Те поверили, но Курдин рассмеялся, когда Иуда попросил им помочь.

 

— Чего ты хочешь от нас, Иуда? У нас нет войск. Нет, войска есть, конечно, вопрос только в том, у кого это — «у нас»? Мне бойцы Коллектива не подчиняются. Стоит мне попытаться объяснить, что нам что-то нужно, и они тут же решат — даже сейчас, — что это очередная грязная уловка «бешеного», пытающегося подчинить себе Коллектив. Я здесь не военачальник; у меня власти над ними нет. Или тебе нужны «бешеные»? Именно они? — Курдин оглядел своих однопартийцев. — Нас мало осталось. Добровольцы Киррико-стрит на нашей стороне, да знал бы кто, как с ними связаться. Остальные на передовой. Дерутся на баррикадах, Иуда. Так что ты от меня хочешь? Думаешь, можно собрать чертовых делегатов и объяснить им ситуацию?
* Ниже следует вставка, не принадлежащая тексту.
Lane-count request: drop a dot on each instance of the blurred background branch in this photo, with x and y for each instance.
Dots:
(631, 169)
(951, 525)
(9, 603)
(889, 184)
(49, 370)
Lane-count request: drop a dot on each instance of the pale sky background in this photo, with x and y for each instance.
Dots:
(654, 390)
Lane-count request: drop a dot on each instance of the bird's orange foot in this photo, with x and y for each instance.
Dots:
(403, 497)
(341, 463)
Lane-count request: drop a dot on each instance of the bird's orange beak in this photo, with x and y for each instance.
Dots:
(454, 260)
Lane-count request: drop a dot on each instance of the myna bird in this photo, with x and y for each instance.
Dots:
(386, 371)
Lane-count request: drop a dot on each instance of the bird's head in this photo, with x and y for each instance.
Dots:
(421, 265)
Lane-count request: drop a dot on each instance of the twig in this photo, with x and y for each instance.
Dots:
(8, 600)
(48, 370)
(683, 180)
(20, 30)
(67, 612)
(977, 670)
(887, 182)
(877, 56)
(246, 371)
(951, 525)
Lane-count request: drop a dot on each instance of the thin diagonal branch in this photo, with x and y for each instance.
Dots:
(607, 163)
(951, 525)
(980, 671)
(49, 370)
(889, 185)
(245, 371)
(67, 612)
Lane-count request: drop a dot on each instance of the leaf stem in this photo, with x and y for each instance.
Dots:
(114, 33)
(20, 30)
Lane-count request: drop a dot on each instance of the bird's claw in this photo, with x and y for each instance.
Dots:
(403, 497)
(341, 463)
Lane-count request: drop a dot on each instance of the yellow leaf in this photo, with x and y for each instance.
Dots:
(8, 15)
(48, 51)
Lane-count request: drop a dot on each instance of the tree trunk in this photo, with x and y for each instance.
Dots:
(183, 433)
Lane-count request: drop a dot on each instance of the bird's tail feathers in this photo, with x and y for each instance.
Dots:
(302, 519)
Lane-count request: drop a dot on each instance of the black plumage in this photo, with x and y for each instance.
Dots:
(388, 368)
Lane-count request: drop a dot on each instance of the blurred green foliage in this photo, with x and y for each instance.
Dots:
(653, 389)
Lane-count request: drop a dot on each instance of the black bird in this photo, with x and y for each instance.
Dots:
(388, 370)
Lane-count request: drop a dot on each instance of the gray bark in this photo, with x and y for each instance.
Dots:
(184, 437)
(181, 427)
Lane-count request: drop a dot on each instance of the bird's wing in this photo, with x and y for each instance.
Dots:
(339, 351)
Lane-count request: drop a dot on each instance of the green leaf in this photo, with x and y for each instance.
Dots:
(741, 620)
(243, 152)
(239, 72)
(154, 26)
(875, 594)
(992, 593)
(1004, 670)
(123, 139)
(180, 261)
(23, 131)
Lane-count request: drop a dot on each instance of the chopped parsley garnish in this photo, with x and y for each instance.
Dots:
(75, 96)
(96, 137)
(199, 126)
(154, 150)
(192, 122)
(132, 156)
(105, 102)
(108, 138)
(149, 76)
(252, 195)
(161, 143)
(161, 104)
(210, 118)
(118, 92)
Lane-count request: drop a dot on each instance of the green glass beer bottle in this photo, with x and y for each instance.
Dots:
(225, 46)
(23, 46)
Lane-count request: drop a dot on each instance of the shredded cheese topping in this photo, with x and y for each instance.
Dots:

Мы давно раскололись, Иуда, каждый район за себя. Нам надо отбиваться от милиции.
— Курдин, если мы не положим этому конец, не станет не только Коллектива, но и всего города.
— Я понимаю. — Глаза переделанного покраснели, как будто он тер их песком. Тело Курдина покрывали струпья от ран, он едва стоял на ногах. — Чего ты от меня хочешь?
Они смотрели друг на друга, как два врага, и молчали.
— Мы нужны городу.
— Я понимаю, Иуда. Чего ты от нас хочешь?
— Должен быть кто-то, какой-то маг, без роду без племени…
— Я знаю, кто рисует спирали, — раздался голос.
— Конечно, должен быть, Иуда, вот и ищи его сам и не смотри на меня так. Чем смогу — помогу, но я понятия не имею, с чего начинать. Все кончено: приказы никто не отдает.
— Я знаю, кто рисует спирали. Я знаю, кто это делает.
Наконец все умолкли. Говорила молодая женщина из партии Курдина.
— Кто рисует спирали. Кто накликает беду. Кто агент Теша.
— Откуда? — спросил Иуда. — Кто?
— То есть его самого я вообще-то не знаю… но знаю того, кто с ним знаком. Он раньше был одним из наших, ну, почти. Я помню его по собраниям. И ты тоже, Курдин. Это Ори.
— Ори? Который ушел к Торо?
— Ну да. По-моему, он и сейчас с ним. Считают, что это Торо убил Стем-Фулькер, к добру или к худу. После убийства он исчез, но недавно его снова видели. Может, и Ори с ним. Может, он уговорит Торо нам помочь. Ори знает, кто рисует спирали. Он мне говорил.